I kept my eyes on the mahogany bar. “I thought you brought the same attention to Lacey that you did to Gantt–Ag and the Knifegrinders and all those other stories we worked together.”
“Sheesh, Warshawski, can’t you ever give a guy a break?”
“I wish you well, Murray. I really do.”
My glance flicked to his face. Whatever he saw in my eyes made him look away. He gave Sal another exaggerated grin and hug and headed in his companion’s direction. As I watched him walk away I realized someone had been pointing a camera at us: he’d been embracing Sal for tape.

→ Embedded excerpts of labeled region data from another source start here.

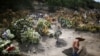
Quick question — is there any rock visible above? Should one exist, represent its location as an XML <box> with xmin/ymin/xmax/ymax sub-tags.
<box><xmin>56</xmin><ymin>39</ymin><xmax>67</xmax><ymax>47</ymax></box>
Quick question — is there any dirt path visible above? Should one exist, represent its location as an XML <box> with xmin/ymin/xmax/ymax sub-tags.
<box><xmin>20</xmin><ymin>29</ymin><xmax>100</xmax><ymax>56</ymax></box>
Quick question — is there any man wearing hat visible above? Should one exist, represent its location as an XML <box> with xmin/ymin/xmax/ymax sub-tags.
<box><xmin>72</xmin><ymin>37</ymin><xmax>85</xmax><ymax>56</ymax></box>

“Something tells me Murray picked the Glow to show all those Hollywood types he hangs around with black people,” Sal said, frowning at his retreating back.
I didn’t want to admit it out loud, but I thought sadly she was probably right.
“That Alex Fisher is part of Global’s legal team,” Sal added, her eyes still on the room. “They brought her out from California to mind the shop here. I had to deal with her a few times on liability questions about Lacey—I actually had to buy insurance to cover the event tonight. The studio wasn’t even going to cover the cost of that until I told them the city health department was raising so many questions about food in the Glow that I’d have to shut down the event.”
“Why’d they care? They could go anywhere.”
“They’re paying for the catering, and I only told them this morning. I hear they say in Hollywood that no one kicks Global’s ball, but they’re out–of–towners here.” She laughed and disappeared into the minute kitchen.